Finally, a few months ago, the time came to resume this project while I am still walking. I targeted the Bismark marathon on September 19 and began to train for it. Almost exactly 10 years ago, I broke my left foot in a scooter accident. Rachael and I had trained for the Maui Marathon on September 19, 2004 but with my foot in a cast I talked her out of taking us all to Hawaii. Instead, she ran the Lewis and Clark Marathon on September 19, 2004 on the Katy Trail in St. Charles, Missouri.
A decade later, September 19 remains a cursed marathon day. Happily, work rather than injury precluded travel to Bismark that weekend. Not wanting to waste our training, Rachael returned and I went for the first time to St. Charles.
While we no doubt burned some calories running, we enjoyed an otherwise extra-ordinarily indulgent weekend. The first Friday of the month is wine dinner day at Whittemore House, the Washington University's faculty club. Chile was the theme country this month, crab and avocado, beef and tres leches were three of the five courses. Plus there was wine. Saturday we went to St. Charles to get our numbers and had tapas at Bella Vino on Main Street. Bella Vino has had the inspired notion that bacon wrapped dates should be stuffed with chorizo. Observe us enjoying the house fare below.
As seen in the photo, main street St. Charles is incredibly quaint. The town is, by US standards, an ancient river town and was the first state capital. It's an unusual corner of St. Louis.
Saturday night we continued our culinary excesses with steak and Yorkshire pudding, not the most recommended premarathon fare but life is short. We celebrated Rachael's birthday a early with warm tarts, as shown below.
Sunday morning was cool and crisp.
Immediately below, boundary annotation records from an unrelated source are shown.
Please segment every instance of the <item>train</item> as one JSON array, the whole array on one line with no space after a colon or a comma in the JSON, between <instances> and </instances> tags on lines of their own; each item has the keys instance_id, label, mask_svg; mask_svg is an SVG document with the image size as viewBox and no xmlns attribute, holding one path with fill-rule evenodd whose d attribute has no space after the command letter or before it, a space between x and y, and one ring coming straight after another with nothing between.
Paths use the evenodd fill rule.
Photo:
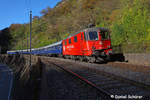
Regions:
<instances>
[{"instance_id":1,"label":"train","mask_svg":"<svg viewBox=\"0 0 150 100\"><path fill-rule=\"evenodd\" d=\"M110 31L107 28L86 28L59 42L26 50L7 51L7 54L33 54L63 57L87 62L100 62L110 59L112 46Z\"/></svg>"}]
</instances>

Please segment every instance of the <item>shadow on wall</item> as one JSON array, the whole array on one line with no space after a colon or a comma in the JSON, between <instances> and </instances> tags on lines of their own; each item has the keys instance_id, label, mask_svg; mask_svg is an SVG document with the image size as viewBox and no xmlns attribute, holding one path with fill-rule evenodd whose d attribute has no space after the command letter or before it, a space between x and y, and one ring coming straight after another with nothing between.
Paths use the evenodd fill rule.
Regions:
<instances>
[{"instance_id":1,"label":"shadow on wall","mask_svg":"<svg viewBox=\"0 0 150 100\"><path fill-rule=\"evenodd\" d=\"M0 31L0 53L5 54L11 48L12 35L9 28Z\"/></svg>"}]
</instances>

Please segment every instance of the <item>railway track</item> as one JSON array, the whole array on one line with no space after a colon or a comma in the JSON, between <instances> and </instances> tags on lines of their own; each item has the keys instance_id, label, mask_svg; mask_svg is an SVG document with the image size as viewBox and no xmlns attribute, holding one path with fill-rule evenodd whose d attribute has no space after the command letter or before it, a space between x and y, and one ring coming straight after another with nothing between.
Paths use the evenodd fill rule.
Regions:
<instances>
[{"instance_id":1,"label":"railway track","mask_svg":"<svg viewBox=\"0 0 150 100\"><path fill-rule=\"evenodd\" d=\"M49 63L90 85L109 99L150 99L150 86L148 85L95 70L91 67L60 61L51 61Z\"/></svg>"}]
</instances>

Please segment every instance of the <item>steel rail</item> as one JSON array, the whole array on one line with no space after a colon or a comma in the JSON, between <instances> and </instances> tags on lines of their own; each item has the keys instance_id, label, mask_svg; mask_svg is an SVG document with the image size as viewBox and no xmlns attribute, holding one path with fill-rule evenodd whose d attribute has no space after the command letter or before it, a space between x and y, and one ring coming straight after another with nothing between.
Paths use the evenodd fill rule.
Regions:
<instances>
[{"instance_id":1,"label":"steel rail","mask_svg":"<svg viewBox=\"0 0 150 100\"><path fill-rule=\"evenodd\" d=\"M56 65L55 63L52 63L52 64L55 65L55 66L57 66L58 68L62 69L63 71L67 72L68 74L70 74L70 75L76 77L77 79L79 79L79 80L85 82L87 85L92 86L92 87L95 88L97 91L99 91L99 93L102 93L104 96L108 97L110 100L116 100L116 99L110 97L111 94L110 94L109 92L105 91L105 90L102 89L102 88L98 88L94 83L88 81L87 79L85 79L84 77L78 75L77 73L75 73L75 72L73 72L73 71L71 71L71 70L68 70L68 69L66 69L66 68L64 68L64 67L61 67L61 66L59 66L59 65Z\"/></svg>"}]
</instances>

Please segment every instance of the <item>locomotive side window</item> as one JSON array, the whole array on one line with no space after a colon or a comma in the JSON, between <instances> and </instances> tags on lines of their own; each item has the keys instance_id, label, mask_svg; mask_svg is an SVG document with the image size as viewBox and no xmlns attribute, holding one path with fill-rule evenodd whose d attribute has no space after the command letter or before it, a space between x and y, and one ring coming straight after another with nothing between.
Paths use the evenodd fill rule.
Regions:
<instances>
[{"instance_id":1,"label":"locomotive side window","mask_svg":"<svg viewBox=\"0 0 150 100\"><path fill-rule=\"evenodd\" d=\"M109 39L109 32L107 32L107 31L102 31L102 32L101 32L101 37L102 37L102 40Z\"/></svg>"},{"instance_id":2,"label":"locomotive side window","mask_svg":"<svg viewBox=\"0 0 150 100\"><path fill-rule=\"evenodd\" d=\"M74 42L77 42L77 36L74 37Z\"/></svg>"},{"instance_id":3,"label":"locomotive side window","mask_svg":"<svg viewBox=\"0 0 150 100\"><path fill-rule=\"evenodd\" d=\"M81 33L81 40L83 40L83 35L82 35L82 33Z\"/></svg>"},{"instance_id":4,"label":"locomotive side window","mask_svg":"<svg viewBox=\"0 0 150 100\"><path fill-rule=\"evenodd\" d=\"M98 33L96 31L89 32L89 40L98 40Z\"/></svg>"},{"instance_id":5,"label":"locomotive side window","mask_svg":"<svg viewBox=\"0 0 150 100\"><path fill-rule=\"evenodd\" d=\"M69 39L69 44L71 44L71 39Z\"/></svg>"}]
</instances>

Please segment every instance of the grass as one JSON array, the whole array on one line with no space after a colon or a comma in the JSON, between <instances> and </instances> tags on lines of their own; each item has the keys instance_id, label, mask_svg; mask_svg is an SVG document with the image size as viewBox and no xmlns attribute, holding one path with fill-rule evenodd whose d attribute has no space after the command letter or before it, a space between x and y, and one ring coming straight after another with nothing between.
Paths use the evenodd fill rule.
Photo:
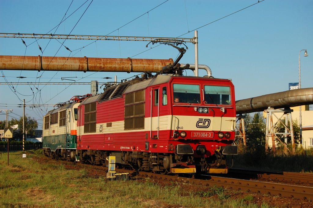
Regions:
<instances>
[{"instance_id":1,"label":"grass","mask_svg":"<svg viewBox=\"0 0 313 208\"><path fill-rule=\"evenodd\" d=\"M46 160L41 150L11 153L0 159L0 207L258 207L248 196L232 199L217 187L205 191L147 179L109 180L88 176L88 170ZM265 204L261 207L269 207Z\"/></svg>"}]
</instances>

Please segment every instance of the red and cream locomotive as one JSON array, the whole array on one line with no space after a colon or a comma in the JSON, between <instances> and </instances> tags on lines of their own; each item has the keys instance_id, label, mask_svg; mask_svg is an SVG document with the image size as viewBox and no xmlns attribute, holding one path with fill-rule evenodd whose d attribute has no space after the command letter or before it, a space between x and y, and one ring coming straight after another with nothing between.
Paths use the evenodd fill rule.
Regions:
<instances>
[{"instance_id":1,"label":"red and cream locomotive","mask_svg":"<svg viewBox=\"0 0 313 208\"><path fill-rule=\"evenodd\" d=\"M228 79L159 74L114 85L78 106L77 159L162 173L226 173L236 122Z\"/></svg>"},{"instance_id":2,"label":"red and cream locomotive","mask_svg":"<svg viewBox=\"0 0 313 208\"><path fill-rule=\"evenodd\" d=\"M173 63L123 59L128 62L122 70L136 66L137 71L170 63L155 75L146 72L49 111L44 117L44 154L103 165L108 156L115 156L119 165L163 174L227 173L225 155L237 152L232 145L233 85L210 76L182 76L190 67L177 63L183 52ZM88 60L90 70L103 63Z\"/></svg>"}]
</instances>

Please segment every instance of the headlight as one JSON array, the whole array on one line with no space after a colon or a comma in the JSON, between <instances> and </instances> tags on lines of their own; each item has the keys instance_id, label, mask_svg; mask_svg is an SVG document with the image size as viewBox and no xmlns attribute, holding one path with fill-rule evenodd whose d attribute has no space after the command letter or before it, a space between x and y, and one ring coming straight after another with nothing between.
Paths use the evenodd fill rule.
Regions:
<instances>
[{"instance_id":1,"label":"headlight","mask_svg":"<svg viewBox=\"0 0 313 208\"><path fill-rule=\"evenodd\" d=\"M186 136L187 136L187 133L184 131L182 131L180 133L180 136L183 138L186 137Z\"/></svg>"},{"instance_id":2,"label":"headlight","mask_svg":"<svg viewBox=\"0 0 313 208\"><path fill-rule=\"evenodd\" d=\"M229 137L230 137L230 134L228 132L225 133L225 137L227 139L229 139Z\"/></svg>"},{"instance_id":3,"label":"headlight","mask_svg":"<svg viewBox=\"0 0 313 208\"><path fill-rule=\"evenodd\" d=\"M198 112L200 113L207 114L209 110L207 108L200 107L198 109Z\"/></svg>"},{"instance_id":4,"label":"headlight","mask_svg":"<svg viewBox=\"0 0 313 208\"><path fill-rule=\"evenodd\" d=\"M218 133L218 137L222 139L224 137L224 133L223 132L220 132Z\"/></svg>"},{"instance_id":5,"label":"headlight","mask_svg":"<svg viewBox=\"0 0 313 208\"><path fill-rule=\"evenodd\" d=\"M180 134L179 134L179 132L178 131L175 131L174 132L174 136L173 137L174 138L176 139L176 138L178 138L178 137L179 136Z\"/></svg>"}]
</instances>

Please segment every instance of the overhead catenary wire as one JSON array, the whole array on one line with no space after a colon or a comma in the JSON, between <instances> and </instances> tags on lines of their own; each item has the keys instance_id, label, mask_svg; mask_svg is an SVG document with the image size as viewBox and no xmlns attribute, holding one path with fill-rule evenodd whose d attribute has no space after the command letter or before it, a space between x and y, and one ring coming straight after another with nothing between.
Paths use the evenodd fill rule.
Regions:
<instances>
[{"instance_id":1,"label":"overhead catenary wire","mask_svg":"<svg viewBox=\"0 0 313 208\"><path fill-rule=\"evenodd\" d=\"M201 27L199 27L198 28L196 28L196 29L194 29L192 30L191 30L191 31L188 31L187 33L184 33L184 34L182 34L182 35L181 35L179 36L177 36L176 38L179 38L179 37L182 36L183 35L186 35L186 34L187 34L189 33L191 33L191 32L193 32L195 30L197 30L198 29L200 29L200 28L203 28L203 27L205 27L206 26L208 26L208 25L209 25L209 24L212 24L212 23L215 23L216 22L217 22L219 20L220 20L221 19L224 19L224 18L226 18L226 17L229 17L229 16L231 16L231 15L233 15L233 14L235 14L236 13L237 13L238 12L240 12L240 11L242 11L242 10L244 10L244 9L246 9L248 8L249 8L249 7L252 7L252 6L254 6L254 5L255 5L256 4L258 4L259 3L261 3L262 2L263 2L264 1L265 1L265 0L261 0L261 1L258 1L258 2L257 2L256 3L254 3L254 4L251 4L251 5L250 5L250 6L248 6L248 7L245 7L244 8L243 8L241 9L239 9L239 10L238 10L237 11L236 11L236 12L234 12L233 13L231 14L228 14L228 15L226 15L226 16L224 16L224 17L223 17L222 18L220 18L219 19L217 19L216 20L214 20L214 21L213 21L212 22L211 22L210 23L208 23L207 24L206 24L205 25L202 25L202 26L201 26Z\"/></svg>"},{"instance_id":2,"label":"overhead catenary wire","mask_svg":"<svg viewBox=\"0 0 313 208\"><path fill-rule=\"evenodd\" d=\"M262 2L262 1L264 1L264 0L262 0L262 1L260 1L259 2ZM259 3L259 2L258 2L258 3ZM207 26L207 25L209 25L209 24L211 24L211 23L214 23L214 22L216 22L216 21L218 21L218 20L221 20L221 19L223 19L223 18L226 18L226 17L228 17L228 16L230 16L230 15L232 15L232 14L234 14L234 13L237 13L237 12L239 12L239 11L242 11L242 10L243 10L243 9L245 9L245 8L249 8L249 7L251 7L251 6L253 6L253 5L255 5L255 4L256 4L256 3L255 3L255 4L253 4L253 5L250 5L250 6L248 6L248 7L246 7L246 8L243 8L243 9L241 9L241 10L238 10L238 11L236 11L236 12L234 12L234 13L232 13L232 14L229 14L229 15L227 15L227 16L224 16L224 17L223 17L223 18L220 18L220 19L218 19L218 20L215 20L215 21L213 21L213 22L211 22L211 23L208 23L208 24L206 24L206 25L203 25L203 26L201 26L201 27L199 27L199 28L196 28L196 29L194 29L194 30L192 30L191 31L189 31L189 32L188 32L188 33L189 33L189 32L192 32L193 31L194 31L194 30L197 30L197 29L199 29L199 28L202 28L202 27L205 27L205 26ZM182 35L181 35L180 36L178 36L178 37L181 37L181 36L183 36L183 35L185 35L185 34L187 34L187 33L185 33L185 34L182 34ZM158 46L158 46L156 46L155 47L153 47L153 48L155 48L156 47L157 47L157 46ZM151 49L152 49L152 48L151 48ZM136 55L139 55L139 54L141 54L141 53L144 53L146 51L147 51L147 50L146 50L146 51L143 51L143 52L141 52L141 53L138 53L138 54L136 54L136 55L135 55L135 56L136 56ZM133 56L133 57L133 57L133 56ZM93 74L95 74L95 73L97 73L96 72L95 72L95 73L93 73ZM86 77L85 77L85 78L87 78L87 77L88 77L88 76L86 76ZM81 78L81 79L83 79L83 78ZM77 80L77 81L78 81L78 80ZM59 92L59 93L58 93L58 94L59 94L59 93L61 93L61 92L62 92L62 91L64 91L64 90L65 90L65 89L66 89L66 88L65 88L65 89L64 89L64 90L62 90L62 91L61 91L61 92ZM51 100L51 99L50 99L50 100Z\"/></svg>"}]
</instances>

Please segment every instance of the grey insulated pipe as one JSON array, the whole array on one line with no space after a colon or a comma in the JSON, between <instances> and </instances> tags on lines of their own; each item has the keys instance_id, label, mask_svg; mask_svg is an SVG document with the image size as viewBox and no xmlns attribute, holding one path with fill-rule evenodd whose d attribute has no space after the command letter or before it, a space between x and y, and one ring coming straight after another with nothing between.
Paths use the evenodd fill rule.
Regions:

Cindy dropped us near the start with 20 minutes to go until race time. Here I am with the huddled masses, trying to stay warm.
As to the race itself, there was not much to it. My goal was simply to get back into the project after the frustration of trying to go fast and minimalist. 3 hours is not in the cards, 4 is not that hard to maintain. I did a 20 mile training run in late August, but otherwise had not run terribly long in training, which was on the backburner in September. With this in mind the run went pretty well. The first half has the full marathon and the half together and wanders through St. Charles and out into the country side. Miles 5 through 8 wander through a planned community, New Town, which is fun to see. I ran a comfortable 7:40-7:50. The second half is a straight out and back on the Katy Trail rail-to-trail track, which is packed cinder. My quads and hamstrings came into a fair bit of pain from mile 21 on, the 25th mile I went quite slow (maybe 13 min pace) since there was no need to force the pain, but I ran hard again for the last mile. Recovery has been typical. I had 5-6 gel packs during the run, which didn't seem to help much. Here I am coming into the finish:
My weight is up a bit from last time, maybe bringing it down will get my speed up a bit. Rachael did very well in the half, finishing just under 2:05. Here we are together at the end:
Great food and company, the unexpected funkiness of St. Charles and the great running surface on the Katy Trail made this one of my favorite marathons, coming in at number 9 in the rankings. Given that all the runs have been enjoyable, 9 is pretty good.